Exceptions allow some construction sites to operate during 'stay at home' order

SEATTLE -- The governor’s “stay at home” order prevents most construction projects throughout the state from continuing, however there are a few exceptions that allow some sites to operate.

Viewers reached out to Q13 News with concerns of a construction site still active in Lacey.

According to the governor’s order, in general, construction is not seen as an essential activity.

Construction site owner, Ken Brogan, says the work his crew is doing is essential.

Brogan says he’s received calls from at least one person concerned over his site.

“It doesn’t offend me. We’re badgered a little bit,” said Brogan.

Brogan says his project operated for months with more than a hundred employees, then COVID-19 hit. Now, the site is down to just about a dozen people.
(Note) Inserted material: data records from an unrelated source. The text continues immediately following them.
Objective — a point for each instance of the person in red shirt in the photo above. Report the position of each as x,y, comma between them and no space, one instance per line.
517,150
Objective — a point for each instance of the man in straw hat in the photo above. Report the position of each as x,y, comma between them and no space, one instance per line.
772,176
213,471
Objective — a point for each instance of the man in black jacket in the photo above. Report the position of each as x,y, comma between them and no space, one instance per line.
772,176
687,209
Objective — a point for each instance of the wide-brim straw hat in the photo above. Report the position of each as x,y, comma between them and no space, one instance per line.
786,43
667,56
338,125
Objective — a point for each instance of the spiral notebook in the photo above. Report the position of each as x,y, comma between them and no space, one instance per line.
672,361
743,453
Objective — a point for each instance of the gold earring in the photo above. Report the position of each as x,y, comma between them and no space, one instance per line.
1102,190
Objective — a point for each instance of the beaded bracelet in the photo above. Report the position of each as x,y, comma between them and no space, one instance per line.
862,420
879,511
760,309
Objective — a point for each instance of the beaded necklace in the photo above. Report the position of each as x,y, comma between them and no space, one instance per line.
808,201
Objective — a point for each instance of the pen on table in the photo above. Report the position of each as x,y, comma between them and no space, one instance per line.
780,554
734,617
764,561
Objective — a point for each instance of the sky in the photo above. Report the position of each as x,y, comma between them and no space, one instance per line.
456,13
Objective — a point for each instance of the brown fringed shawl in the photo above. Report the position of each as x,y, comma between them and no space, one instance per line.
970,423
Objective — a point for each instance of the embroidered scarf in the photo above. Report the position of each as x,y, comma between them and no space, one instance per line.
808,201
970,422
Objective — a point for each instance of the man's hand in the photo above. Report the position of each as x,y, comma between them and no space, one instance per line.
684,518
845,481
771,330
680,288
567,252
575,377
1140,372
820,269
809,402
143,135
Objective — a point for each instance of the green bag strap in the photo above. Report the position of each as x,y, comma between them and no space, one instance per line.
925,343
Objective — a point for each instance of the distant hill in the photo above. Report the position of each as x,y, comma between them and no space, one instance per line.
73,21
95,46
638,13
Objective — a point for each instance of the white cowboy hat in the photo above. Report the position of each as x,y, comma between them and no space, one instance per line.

“We recognize that spoliation is on our sites, and the public doesn’t. When the public drives by and they see I have 10 or 15 guys on the site, and they see my construction sign, they’re going to call my office, I think, and express their concern,” said Brogan.

He says the work his limited crew is still doing on site is to prevent damage to the construction project that natural elements like rain may cause, as well as working to clean up the site to keep it safe for the public.

Under the governor’s guidance for construction sites, this is an allowable reason to continue work on the site.

Brogan says it will take a couple of weeks to finish the spoliation prevention work, as well as the other clean up. After that, they will lock up the site and wait for permission to continue work as normal.

The governor also considers construction related to essential activities described in the order, or construction furthering a public purpose, or government function (for instance public housing) as exceptions to the order.